[Math] Approximating Fresnel integrals with standard functions

approximationcalculusfresnel-integralsinterpolation

I would like to approximate the Fresnel S and Fresnel C with standard functions.

I've started with the $ S(x) $ function:

$$ approxS(x) = sgn(x) * \left ( sgn(x)* \left ( \frac{ \sin( \frac{x^2}{2} ) }{x} \right) + 0.5 \right ) $$

The result looks like this:

approx

This is the FresnelS function:

fresnelS

The difference ( $ approxS(x) – S(x) $ ):

difference

What do I wrong?

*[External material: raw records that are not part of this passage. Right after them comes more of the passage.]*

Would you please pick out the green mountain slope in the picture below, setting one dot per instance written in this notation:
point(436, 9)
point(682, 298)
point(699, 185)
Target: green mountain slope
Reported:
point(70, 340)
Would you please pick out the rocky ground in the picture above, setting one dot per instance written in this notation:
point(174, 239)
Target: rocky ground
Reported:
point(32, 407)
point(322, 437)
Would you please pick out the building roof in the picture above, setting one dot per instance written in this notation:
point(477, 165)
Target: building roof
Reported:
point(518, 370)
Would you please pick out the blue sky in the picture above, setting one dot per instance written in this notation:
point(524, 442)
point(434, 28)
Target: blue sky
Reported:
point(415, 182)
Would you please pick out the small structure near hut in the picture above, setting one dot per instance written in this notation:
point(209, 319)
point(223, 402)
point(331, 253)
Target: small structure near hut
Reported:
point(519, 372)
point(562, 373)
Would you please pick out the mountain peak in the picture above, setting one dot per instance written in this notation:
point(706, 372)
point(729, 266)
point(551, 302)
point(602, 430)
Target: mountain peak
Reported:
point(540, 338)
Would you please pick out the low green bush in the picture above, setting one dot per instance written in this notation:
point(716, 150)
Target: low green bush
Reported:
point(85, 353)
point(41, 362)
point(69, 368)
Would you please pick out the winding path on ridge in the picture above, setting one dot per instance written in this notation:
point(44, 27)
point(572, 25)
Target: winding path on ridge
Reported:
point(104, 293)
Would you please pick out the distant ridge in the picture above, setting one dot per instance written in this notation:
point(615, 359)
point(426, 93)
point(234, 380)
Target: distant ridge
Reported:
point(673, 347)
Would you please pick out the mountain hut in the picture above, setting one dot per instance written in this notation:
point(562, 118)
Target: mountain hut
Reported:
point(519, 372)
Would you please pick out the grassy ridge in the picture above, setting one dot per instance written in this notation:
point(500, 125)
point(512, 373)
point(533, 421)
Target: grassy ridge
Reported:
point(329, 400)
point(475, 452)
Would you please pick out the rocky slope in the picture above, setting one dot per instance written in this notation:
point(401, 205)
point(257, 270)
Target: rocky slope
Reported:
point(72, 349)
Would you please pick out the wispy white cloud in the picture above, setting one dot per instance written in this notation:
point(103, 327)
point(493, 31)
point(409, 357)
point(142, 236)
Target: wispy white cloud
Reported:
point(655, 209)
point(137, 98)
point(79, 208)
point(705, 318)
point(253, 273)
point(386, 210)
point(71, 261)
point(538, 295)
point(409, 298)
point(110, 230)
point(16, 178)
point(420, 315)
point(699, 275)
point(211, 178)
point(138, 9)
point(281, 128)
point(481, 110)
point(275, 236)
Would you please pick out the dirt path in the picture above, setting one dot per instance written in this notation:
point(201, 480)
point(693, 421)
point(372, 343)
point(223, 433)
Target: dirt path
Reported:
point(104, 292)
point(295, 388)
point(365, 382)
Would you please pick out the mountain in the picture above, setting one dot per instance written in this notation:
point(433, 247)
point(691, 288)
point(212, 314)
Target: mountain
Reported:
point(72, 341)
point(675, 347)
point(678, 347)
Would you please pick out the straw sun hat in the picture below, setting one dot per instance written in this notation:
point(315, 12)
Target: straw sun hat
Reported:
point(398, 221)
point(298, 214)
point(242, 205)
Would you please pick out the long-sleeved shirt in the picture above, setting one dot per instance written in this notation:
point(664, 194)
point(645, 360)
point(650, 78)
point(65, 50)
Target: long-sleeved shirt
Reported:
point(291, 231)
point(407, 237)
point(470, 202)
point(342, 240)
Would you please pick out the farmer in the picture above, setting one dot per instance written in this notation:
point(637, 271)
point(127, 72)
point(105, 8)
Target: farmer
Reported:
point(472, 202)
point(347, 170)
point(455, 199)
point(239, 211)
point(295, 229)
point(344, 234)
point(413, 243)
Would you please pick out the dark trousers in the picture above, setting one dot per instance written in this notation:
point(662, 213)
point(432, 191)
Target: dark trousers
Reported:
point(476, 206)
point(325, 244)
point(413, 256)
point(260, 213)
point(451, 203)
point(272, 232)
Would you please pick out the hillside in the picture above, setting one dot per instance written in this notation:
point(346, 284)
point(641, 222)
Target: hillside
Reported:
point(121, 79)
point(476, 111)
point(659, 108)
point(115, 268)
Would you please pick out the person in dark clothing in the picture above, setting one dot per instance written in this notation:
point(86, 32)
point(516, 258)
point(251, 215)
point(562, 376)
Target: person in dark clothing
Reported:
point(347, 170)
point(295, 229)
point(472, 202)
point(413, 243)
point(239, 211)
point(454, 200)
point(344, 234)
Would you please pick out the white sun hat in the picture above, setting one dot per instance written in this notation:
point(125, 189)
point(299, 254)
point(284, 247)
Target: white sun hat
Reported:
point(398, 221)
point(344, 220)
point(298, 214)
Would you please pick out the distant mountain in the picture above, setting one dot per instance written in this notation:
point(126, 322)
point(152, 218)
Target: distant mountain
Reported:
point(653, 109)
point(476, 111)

How could I approximate it better?

Best Answer

According to https://en.wikipedia.org/wiki/Fresnel_integral, for large $x$, $S(x) =\sqrt{\dfrac{\pi}{2}}\left(\dfrac{sign(x)}{2} -(1+O(x^{-4}))\left(\dfrac{\cos(x^2)}{x\sqrt{2\pi}} +\dfrac{\sin(x^2)}{x^3\sqrt{8\pi}} \right)\right) $ and $C(x) =\sqrt{\dfrac{\pi}{2}}\left(\dfrac{sign(x)}{2} +(1+O(x^{-4}))\left(\dfrac{\sin(x^2)}{x\sqrt{2\pi}} +\dfrac{\cos(x^2)}{x^3\sqrt{8\pi}} \right)\right) $.

You can get the direct power series (good for small $x$) by expanding the integral term-by-term.

It might be interesting to see how close these are.